What are potential confounding variables?
Can we conclude causation from this correlation?

Your Answer:

Write your answer here discussing causation vs correlation, and potential confounding variables

Task 5.3: Pearson vs Spearman (5 points)#

TODO: Calculate both Pearson and Spearman correlations for horsepower vs mpg.

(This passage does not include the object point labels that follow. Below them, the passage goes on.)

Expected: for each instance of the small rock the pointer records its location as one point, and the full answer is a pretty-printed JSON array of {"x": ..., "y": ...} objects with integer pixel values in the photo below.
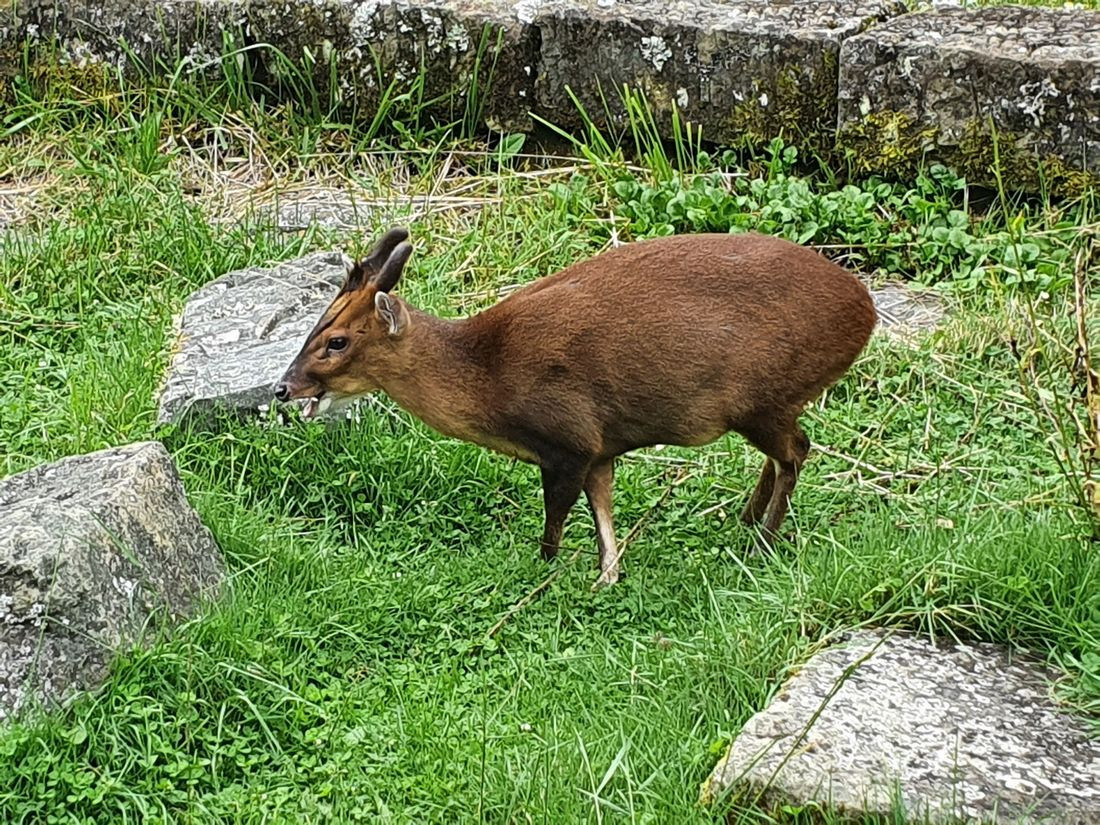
[
  {"x": 961, "y": 733},
  {"x": 96, "y": 550},
  {"x": 903, "y": 311},
  {"x": 239, "y": 333}
]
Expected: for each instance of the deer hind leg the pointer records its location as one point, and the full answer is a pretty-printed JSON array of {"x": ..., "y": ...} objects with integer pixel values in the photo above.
[
  {"x": 561, "y": 487},
  {"x": 597, "y": 488},
  {"x": 761, "y": 494},
  {"x": 785, "y": 448}
]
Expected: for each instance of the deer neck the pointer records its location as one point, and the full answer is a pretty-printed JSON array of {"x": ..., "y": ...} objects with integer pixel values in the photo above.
[{"x": 440, "y": 378}]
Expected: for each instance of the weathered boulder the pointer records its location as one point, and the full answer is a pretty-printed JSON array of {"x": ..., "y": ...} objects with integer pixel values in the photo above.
[
  {"x": 475, "y": 57},
  {"x": 745, "y": 72},
  {"x": 12, "y": 35},
  {"x": 329, "y": 208},
  {"x": 96, "y": 550},
  {"x": 958, "y": 733},
  {"x": 149, "y": 35},
  {"x": 935, "y": 86},
  {"x": 238, "y": 334}
]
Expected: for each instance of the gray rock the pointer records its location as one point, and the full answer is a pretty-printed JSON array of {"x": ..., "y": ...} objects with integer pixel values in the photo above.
[
  {"x": 152, "y": 35},
  {"x": 239, "y": 333},
  {"x": 95, "y": 551},
  {"x": 476, "y": 57},
  {"x": 961, "y": 733},
  {"x": 924, "y": 87},
  {"x": 903, "y": 311},
  {"x": 328, "y": 208},
  {"x": 12, "y": 35},
  {"x": 744, "y": 72}
]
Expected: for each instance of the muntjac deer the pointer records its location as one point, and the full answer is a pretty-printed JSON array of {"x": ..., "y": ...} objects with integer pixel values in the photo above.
[{"x": 671, "y": 341}]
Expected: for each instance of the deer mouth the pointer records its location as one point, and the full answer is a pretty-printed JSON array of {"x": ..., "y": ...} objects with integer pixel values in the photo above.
[{"x": 316, "y": 405}]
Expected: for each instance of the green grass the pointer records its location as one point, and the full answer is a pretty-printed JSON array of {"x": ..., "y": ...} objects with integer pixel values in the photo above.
[{"x": 347, "y": 674}]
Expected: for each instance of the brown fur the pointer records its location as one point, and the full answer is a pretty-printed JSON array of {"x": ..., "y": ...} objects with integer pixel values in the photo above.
[{"x": 675, "y": 341}]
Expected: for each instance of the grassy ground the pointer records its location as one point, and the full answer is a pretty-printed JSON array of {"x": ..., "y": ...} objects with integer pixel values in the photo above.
[{"x": 348, "y": 674}]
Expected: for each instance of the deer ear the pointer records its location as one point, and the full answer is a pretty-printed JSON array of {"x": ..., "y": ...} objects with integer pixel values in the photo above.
[
  {"x": 391, "y": 272},
  {"x": 392, "y": 312},
  {"x": 362, "y": 272}
]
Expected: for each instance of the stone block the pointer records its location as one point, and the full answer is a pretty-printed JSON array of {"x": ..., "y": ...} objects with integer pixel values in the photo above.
[
  {"x": 238, "y": 334},
  {"x": 151, "y": 35},
  {"x": 955, "y": 733},
  {"x": 745, "y": 72},
  {"x": 96, "y": 550},
  {"x": 475, "y": 57},
  {"x": 934, "y": 86}
]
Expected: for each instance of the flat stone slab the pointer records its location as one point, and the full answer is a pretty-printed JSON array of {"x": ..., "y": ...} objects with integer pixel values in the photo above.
[
  {"x": 961, "y": 733},
  {"x": 238, "y": 334},
  {"x": 744, "y": 72},
  {"x": 923, "y": 87},
  {"x": 153, "y": 34},
  {"x": 328, "y": 208},
  {"x": 96, "y": 551}
]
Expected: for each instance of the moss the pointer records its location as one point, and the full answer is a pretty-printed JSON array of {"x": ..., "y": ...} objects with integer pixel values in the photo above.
[
  {"x": 977, "y": 157},
  {"x": 893, "y": 143},
  {"x": 801, "y": 109}
]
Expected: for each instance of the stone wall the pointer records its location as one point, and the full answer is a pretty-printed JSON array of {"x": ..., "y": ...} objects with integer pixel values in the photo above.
[{"x": 859, "y": 80}]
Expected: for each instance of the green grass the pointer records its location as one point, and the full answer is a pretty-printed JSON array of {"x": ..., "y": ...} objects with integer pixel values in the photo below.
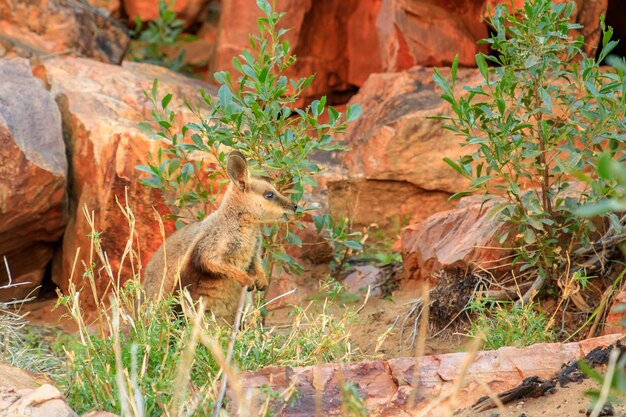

Which one is more appropriate and why?

# TODO: Calculate Pearson and Spearman correlations
# Hint: Use stats.pearsonr() and stats.spearmanr()

# Your code here


# print(f"Pearson correlation:  {r_pearson:.4f}")
# print(f"Spearman correlation: {r_spearman:.4f}")

Bonus Challenge (10 extra points)#

For extra credit, complete the following challenge.

Bonus: Multi-variable Analysis#

TODO: Investigate whether the relationship between weight and mpg differs by origin (USA, Europe, Japan).

Calculate the correlation between weight and mpg separately for each origin
Create a visualization showing the different relationships
Explain your findings

# BONUS: Analyze weight-mpg correlation by origin
# Calculate correlations for each origin group

# Your code here

# BONUS: Create visualization with separate regression lines for each origin

plt.figure(figsize=(12, 6))

# Your code here

plt.tight_layout()
plt.show()

Bonus Question:#

What do the different correlations by origin tell us? Is the weight-mpg relationship consistent across all origins, or are there differences?